Souvenons-nous : après l’effroi est rapidement venu le temps du doute, soigneusement orchestré. On s’était emballé, les agresseurs n’étaient pas ceux que l’on croyait. Invoquant mensongèrement le contenu d’images de vidéosurveillance, une manipulation médiatique, probablement initiée par des relais de l’extrême droite dans la police, faisait des agressés les agresseurs. Elle venait opportunément cautionner les déclarations des skinheads qui prétendaient avoir agi en légitime défense. Bien que contredite par des responsables de la police judiciaire, cette version fut relayée sans précaution par une large partie de la presse – déclenchée sur RTL trois semaines après la mort de Clément, l’opération de désinformation « La vidéo de l’agression a parlé » avait notamment trouvé un puissant écho au JT de 20 heures de France 2, sous forme d’une infographie représentant Clément attaquant traitreusement un paisible Esteban Morillo.

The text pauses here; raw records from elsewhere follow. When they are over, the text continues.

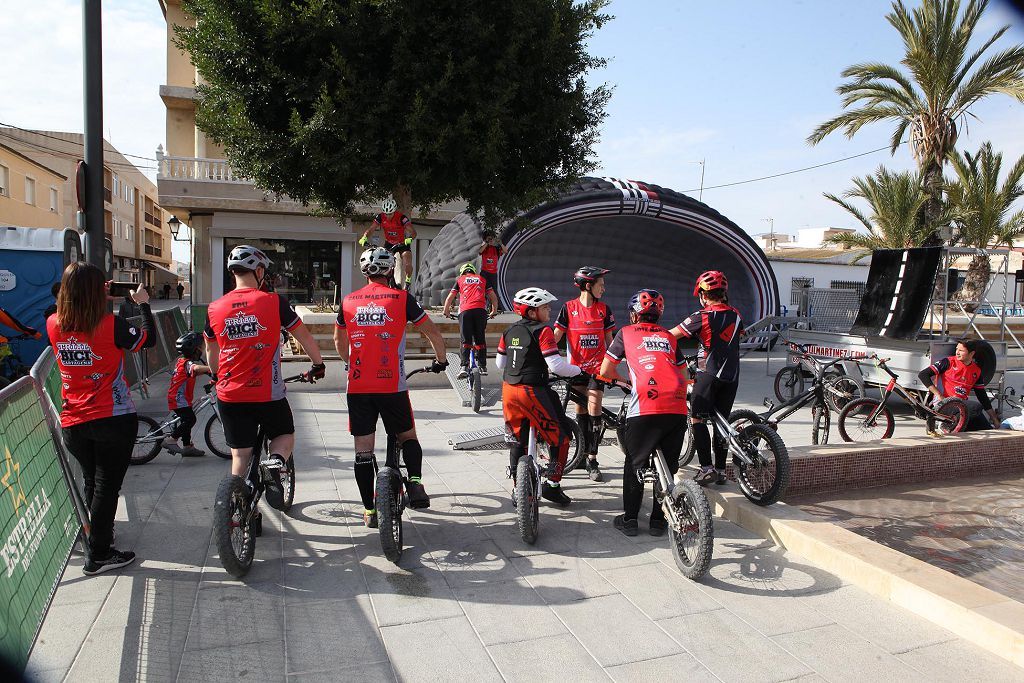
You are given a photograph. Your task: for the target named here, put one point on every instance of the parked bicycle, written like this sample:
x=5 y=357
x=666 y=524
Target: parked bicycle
x=152 y=433
x=237 y=519
x=869 y=419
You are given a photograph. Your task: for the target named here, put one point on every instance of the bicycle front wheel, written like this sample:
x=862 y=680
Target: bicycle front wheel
x=148 y=439
x=214 y=434
x=862 y=421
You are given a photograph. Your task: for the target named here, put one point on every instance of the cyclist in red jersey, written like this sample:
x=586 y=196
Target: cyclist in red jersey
x=370 y=336
x=398 y=236
x=98 y=421
x=656 y=414
x=243 y=340
x=527 y=400
x=960 y=376
x=474 y=295
x=590 y=327
x=718 y=327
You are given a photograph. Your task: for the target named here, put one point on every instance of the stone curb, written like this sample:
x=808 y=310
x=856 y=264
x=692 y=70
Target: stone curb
x=976 y=613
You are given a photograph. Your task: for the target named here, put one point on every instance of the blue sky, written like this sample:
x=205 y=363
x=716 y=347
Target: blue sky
x=739 y=83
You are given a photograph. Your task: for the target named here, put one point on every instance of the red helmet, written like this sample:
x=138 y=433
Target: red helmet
x=711 y=280
x=647 y=301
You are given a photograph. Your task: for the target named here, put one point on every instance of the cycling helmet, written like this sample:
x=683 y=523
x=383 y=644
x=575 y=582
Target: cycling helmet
x=187 y=344
x=531 y=297
x=376 y=261
x=247 y=257
x=587 y=274
x=647 y=301
x=711 y=280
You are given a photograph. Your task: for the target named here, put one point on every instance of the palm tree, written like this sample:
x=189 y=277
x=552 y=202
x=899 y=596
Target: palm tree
x=984 y=208
x=895 y=201
x=942 y=83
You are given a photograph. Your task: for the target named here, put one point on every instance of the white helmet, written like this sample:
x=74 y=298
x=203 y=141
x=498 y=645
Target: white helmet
x=248 y=257
x=531 y=297
x=376 y=261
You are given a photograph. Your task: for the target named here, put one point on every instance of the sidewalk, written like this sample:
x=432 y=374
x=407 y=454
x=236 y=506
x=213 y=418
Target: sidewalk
x=470 y=600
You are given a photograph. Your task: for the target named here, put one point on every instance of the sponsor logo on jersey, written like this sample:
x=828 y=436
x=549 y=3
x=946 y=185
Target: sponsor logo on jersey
x=242 y=326
x=76 y=353
x=371 y=314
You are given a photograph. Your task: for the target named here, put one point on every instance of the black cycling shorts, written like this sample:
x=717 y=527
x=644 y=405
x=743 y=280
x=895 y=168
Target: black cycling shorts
x=394 y=410
x=241 y=421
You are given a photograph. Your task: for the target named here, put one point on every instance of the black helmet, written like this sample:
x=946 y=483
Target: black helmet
x=188 y=343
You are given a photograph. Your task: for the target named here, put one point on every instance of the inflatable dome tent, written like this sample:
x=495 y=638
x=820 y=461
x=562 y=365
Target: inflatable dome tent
x=647 y=236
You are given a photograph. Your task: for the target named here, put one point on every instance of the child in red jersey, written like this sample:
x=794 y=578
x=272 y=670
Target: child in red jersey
x=179 y=393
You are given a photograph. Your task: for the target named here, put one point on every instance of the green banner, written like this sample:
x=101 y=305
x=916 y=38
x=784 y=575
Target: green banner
x=38 y=525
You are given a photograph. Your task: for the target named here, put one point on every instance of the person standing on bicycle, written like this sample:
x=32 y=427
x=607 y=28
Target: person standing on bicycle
x=370 y=337
x=527 y=400
x=589 y=327
x=718 y=327
x=656 y=414
x=474 y=294
x=398 y=236
x=960 y=375
x=180 y=390
x=243 y=341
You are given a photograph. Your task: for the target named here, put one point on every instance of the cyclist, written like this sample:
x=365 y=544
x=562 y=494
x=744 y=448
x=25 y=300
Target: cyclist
x=398 y=235
x=180 y=390
x=656 y=414
x=474 y=295
x=243 y=339
x=960 y=374
x=590 y=327
x=370 y=336
x=718 y=328
x=526 y=398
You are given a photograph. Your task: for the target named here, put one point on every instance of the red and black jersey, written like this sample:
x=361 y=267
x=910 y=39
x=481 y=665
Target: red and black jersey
x=472 y=291
x=375 y=318
x=488 y=258
x=718 y=328
x=585 y=328
x=182 y=386
x=91 y=367
x=653 y=358
x=393 y=226
x=246 y=324
x=957 y=379
x=528 y=343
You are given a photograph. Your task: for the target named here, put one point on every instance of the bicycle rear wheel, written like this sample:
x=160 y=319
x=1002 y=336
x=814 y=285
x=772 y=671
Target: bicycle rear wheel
x=765 y=479
x=148 y=439
x=693 y=540
x=214 y=434
x=527 y=501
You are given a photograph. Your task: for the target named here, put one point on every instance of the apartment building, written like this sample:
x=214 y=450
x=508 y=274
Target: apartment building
x=133 y=218
x=312 y=254
x=31 y=194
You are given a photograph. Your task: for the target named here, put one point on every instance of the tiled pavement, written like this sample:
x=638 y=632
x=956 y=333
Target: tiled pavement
x=470 y=600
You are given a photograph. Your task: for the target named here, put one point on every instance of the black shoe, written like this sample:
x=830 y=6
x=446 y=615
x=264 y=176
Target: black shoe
x=554 y=494
x=627 y=526
x=273 y=489
x=418 y=498
x=116 y=560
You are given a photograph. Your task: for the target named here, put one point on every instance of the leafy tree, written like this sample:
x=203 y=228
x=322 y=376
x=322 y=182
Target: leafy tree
x=983 y=205
x=336 y=101
x=938 y=85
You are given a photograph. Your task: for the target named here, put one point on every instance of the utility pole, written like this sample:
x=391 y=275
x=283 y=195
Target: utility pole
x=92 y=34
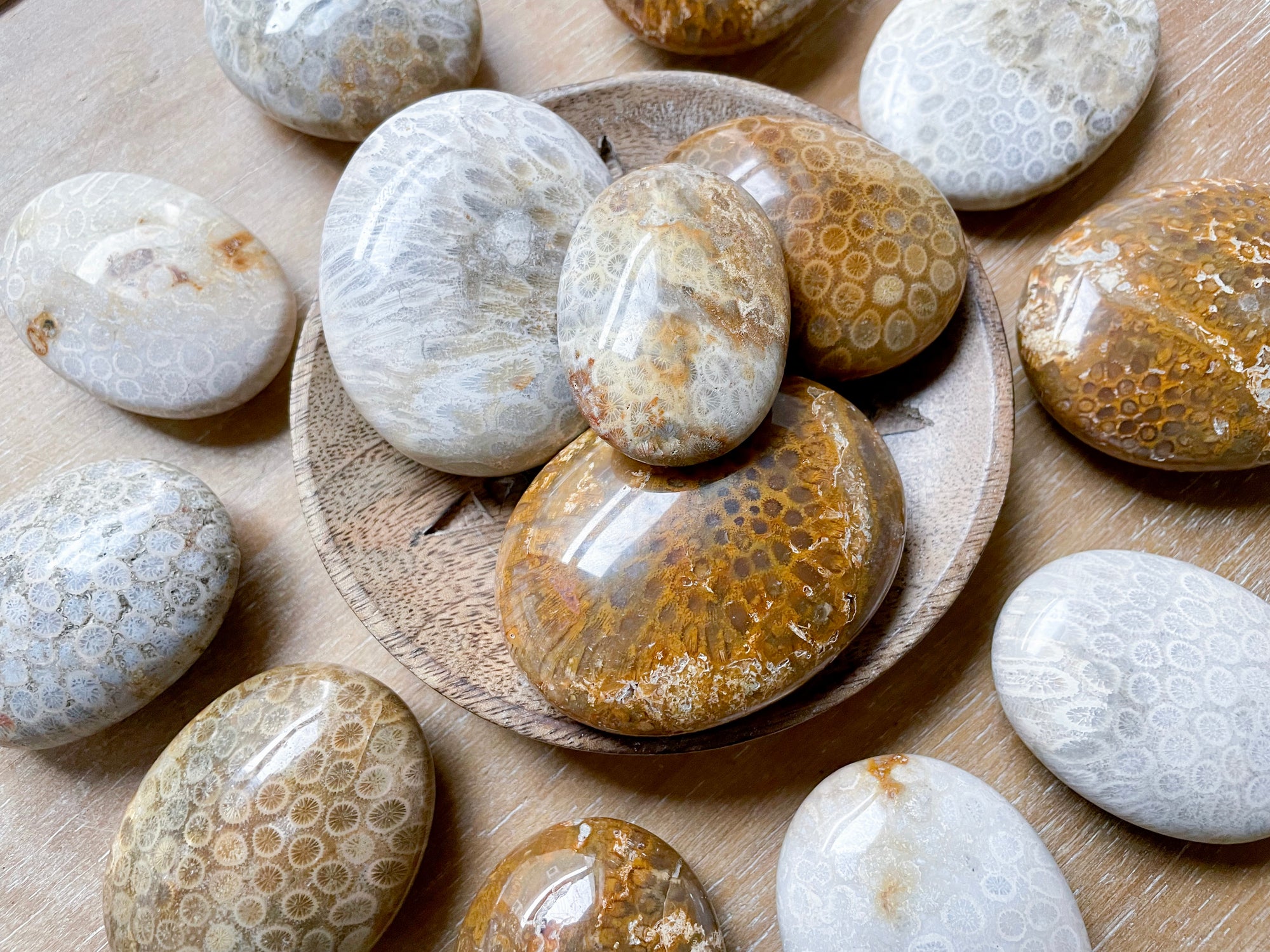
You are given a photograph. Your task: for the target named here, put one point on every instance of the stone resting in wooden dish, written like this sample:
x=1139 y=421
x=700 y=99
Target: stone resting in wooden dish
x=415 y=550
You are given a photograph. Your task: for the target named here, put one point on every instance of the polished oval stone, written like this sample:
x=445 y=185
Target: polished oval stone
x=709 y=27
x=440 y=266
x=1146 y=326
x=594 y=884
x=876 y=256
x=1000 y=101
x=291 y=814
x=1144 y=684
x=652 y=601
x=147 y=296
x=114 y=579
x=912 y=854
x=674 y=315
x=340 y=70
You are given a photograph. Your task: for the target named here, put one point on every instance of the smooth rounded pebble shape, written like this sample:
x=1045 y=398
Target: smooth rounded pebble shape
x=114 y=579
x=147 y=296
x=674 y=315
x=595 y=884
x=907 y=854
x=709 y=27
x=1144 y=684
x=440 y=267
x=656 y=601
x=1145 y=328
x=290 y=814
x=338 y=70
x=1003 y=101
x=876 y=256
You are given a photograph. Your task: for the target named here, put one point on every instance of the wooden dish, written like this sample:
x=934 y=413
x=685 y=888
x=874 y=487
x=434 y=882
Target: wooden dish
x=413 y=550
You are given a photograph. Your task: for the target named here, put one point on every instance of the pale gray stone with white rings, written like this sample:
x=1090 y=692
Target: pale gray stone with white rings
x=907 y=854
x=114 y=579
x=147 y=296
x=440 y=265
x=1003 y=101
x=340 y=68
x=1144 y=684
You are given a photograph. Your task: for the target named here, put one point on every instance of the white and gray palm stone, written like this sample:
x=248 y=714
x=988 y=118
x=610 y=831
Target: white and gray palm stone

L’effet fut évidemment dévastateur et conduisit une partie de l’opinion à considérer que, finalement, il s’agissait sans doute d’une simple bagarre qui avait mal tourné entre bandes rivales violentes, renvoyées dos à dos.
Or, la mort de Clément Méric n’est pas le résultat d’un malheureux hasard, encore moins le fruit d’une culture de la confrontation physique que partageraient également les groupuscules d’ultra-droite et les mouvements antifascistes.
L’agression doit être resituée dans le contexte politique du printemps 2013, c’est-à-dire un fort mouvement d’opposition conservatrice à l’adoption du mariage homosexuel. La Manif pour tous, mobilisant toutes les droites, avait excité l’activisme d’extrémistes et entraîné une multiplication des violences homophobes ou racistes.
L’agression de Clément et de ses camarades n’a pas été le fait d’électrons libres : les hommes aujourd’hui traduits devant la cour d’assises étaient membres ou sympathisants de Troisième voie, groupuscule ultranationaliste dirigé par Serge Ayoub, alias Batskin, connu dans les années 80 comme chef de bande de skinheads parisiens d’extrême-droite. Ce dernier s’était également entouré d’une milice de gros bras chargée du service d’ordre de son mouvement, les Jeunesses nationalistes révolutionnaires (JNR). Ces deux organisations ont été dissoutes par le gouvernement consécutivement à la mort de Clément.
Clément Méric a été victime d’un groupe de jeunes gens entretenus dans le culte de la violence par un chef porteur d’un programme politique fascisant, ce que souligne la devise des JNR, empruntée au parti de Mussolini : « Croire, combattre, obéir ».